After months of rumours and speculation, EA has confirmed that a premium service in the same vein as Call of Duty Elite will be launching on June 4.
Hang on a second, could you repeat that please?
That's right folks, for $79.99 AUD you will gain access to Battlefield Premium, a new service that offers a boatload of new or improved features for paying customers. Before we get into the nitty gritty of why this is absolutely preposterous, I'll quickly layout the features for you in dot point form.
- 2 weeks early access to all future Battlefield 3 expansion packs, starting with Close Quarters
- Unique in-game knife
- Unique in-game dog tags
- 10+ unique soldier camos
- Unique weapon camos
- Stats reset feature
- 10+ unique Platoon emblem decals
- Increased Platoon emblem layers
- Server queue priority
- Save up to five of your favourite Battle Reports
- 5+ unique Assignments
- Exclusive events
- Exclusive Double XP weekends
- Exclusive videos
- Strategy guides
- Additional bonus content
There are currently five DLC packs planned for Battlefield 3, and with Close Quarters retailing at $23.95, it's easy to see how the premium service will actually save you money in the long run. The content or value isn't the issue here, it's the fact that during the smear campaign between EA and Activision in the lead up to Battlefield 3 and Call of Duty: Modern Warfare 3, one of the biggest selling points was Battlelog and the fact that it was 100% free of charge.

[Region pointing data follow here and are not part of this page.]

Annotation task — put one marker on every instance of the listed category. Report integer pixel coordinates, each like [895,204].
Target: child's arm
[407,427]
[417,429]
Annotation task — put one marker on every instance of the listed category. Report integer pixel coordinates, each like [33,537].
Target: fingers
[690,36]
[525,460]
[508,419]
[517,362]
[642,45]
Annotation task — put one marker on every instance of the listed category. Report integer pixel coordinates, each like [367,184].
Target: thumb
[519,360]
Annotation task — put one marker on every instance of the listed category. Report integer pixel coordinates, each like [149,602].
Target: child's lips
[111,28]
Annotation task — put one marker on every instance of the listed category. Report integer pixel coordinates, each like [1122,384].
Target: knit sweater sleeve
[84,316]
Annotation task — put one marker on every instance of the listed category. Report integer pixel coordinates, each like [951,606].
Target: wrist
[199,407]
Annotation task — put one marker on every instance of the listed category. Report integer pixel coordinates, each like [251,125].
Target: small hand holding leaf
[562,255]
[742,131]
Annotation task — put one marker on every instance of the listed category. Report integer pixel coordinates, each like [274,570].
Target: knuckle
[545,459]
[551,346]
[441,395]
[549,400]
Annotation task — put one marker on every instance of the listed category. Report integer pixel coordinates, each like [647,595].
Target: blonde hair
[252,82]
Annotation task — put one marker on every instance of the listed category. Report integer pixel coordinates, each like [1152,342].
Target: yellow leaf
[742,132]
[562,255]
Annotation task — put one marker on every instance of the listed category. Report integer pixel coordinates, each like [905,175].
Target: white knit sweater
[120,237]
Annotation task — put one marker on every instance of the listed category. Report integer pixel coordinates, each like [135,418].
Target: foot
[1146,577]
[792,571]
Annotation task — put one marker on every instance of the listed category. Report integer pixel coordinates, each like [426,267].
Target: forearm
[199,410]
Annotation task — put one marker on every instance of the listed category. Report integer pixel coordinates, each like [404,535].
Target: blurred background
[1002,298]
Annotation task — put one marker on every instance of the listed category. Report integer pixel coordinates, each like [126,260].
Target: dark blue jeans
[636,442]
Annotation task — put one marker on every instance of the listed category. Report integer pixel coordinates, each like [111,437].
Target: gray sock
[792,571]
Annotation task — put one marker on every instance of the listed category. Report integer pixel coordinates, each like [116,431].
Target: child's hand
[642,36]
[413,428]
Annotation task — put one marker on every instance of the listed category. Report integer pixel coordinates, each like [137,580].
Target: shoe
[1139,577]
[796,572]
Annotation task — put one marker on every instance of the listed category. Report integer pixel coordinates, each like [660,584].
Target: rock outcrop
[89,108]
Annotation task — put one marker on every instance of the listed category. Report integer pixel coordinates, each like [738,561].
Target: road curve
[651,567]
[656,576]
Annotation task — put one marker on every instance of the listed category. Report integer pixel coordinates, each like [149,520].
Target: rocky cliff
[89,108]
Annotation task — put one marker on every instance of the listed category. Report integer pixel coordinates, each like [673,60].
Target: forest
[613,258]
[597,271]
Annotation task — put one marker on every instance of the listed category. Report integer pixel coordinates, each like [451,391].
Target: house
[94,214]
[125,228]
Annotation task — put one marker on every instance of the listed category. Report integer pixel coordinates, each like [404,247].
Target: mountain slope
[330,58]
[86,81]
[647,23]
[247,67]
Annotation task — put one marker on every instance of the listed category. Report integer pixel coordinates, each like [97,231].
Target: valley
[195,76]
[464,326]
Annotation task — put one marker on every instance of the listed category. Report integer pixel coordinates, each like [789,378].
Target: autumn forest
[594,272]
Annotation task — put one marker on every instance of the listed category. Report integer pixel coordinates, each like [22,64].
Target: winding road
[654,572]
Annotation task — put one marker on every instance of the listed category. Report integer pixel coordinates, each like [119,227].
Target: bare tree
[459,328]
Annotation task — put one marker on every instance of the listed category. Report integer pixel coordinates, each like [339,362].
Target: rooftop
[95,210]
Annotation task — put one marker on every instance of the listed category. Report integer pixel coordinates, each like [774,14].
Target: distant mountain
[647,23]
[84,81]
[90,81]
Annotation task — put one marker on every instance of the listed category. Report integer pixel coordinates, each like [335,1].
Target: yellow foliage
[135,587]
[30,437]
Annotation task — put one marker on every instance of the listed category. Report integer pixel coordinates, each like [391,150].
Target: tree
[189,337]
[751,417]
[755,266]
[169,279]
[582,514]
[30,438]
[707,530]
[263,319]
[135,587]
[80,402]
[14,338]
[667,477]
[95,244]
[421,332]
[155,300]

While gamers will still have access to Battlelog in its current state, when the marketing campaign for a title goes out of it's way to berate and disparage the opposition, due to the fact that they were charging consumers for the exact same thing seems a little hypocritical at best.
If you can't beat 'em, join 'em. Isn't that how the old saying goes? It was recently reported that Call of Duty Elite had 10 million users worldwide, with 2 million of them handing over their yearly subscription fees to access the premium features. While the price of the service does vary from country to country, based upon the US pricing for the premium members, Activision has netted $99.98 million as a result of their 2 million paying customers. Not bad for a service that was met with considerable backlash from gamers.
That's a considerable chunk of revenue from Elite subscriptions alone, not to mention those who pick up the DLC as a standalone purchase, or the fact that Modern Warfare 3 sold a proverbial shitload of copies.
Now EA wants a considerable slice of that pie, and while you can't particularly blame them considering the success of their major competitor, it goes against everything that Battlelog stood for in the first place.
Don't come out and say you're offering a free service, throwing snide remarks about your opposition and their services, only to come out six months later and release the exact same thing.
Will it hurt DICE in the long run? No. Gamers will always be pulled to the massive Battlefield series, but there will be a sector of gamers who will remember this farce when the next Battlefield title comes around, and will decide to pass it up for something else.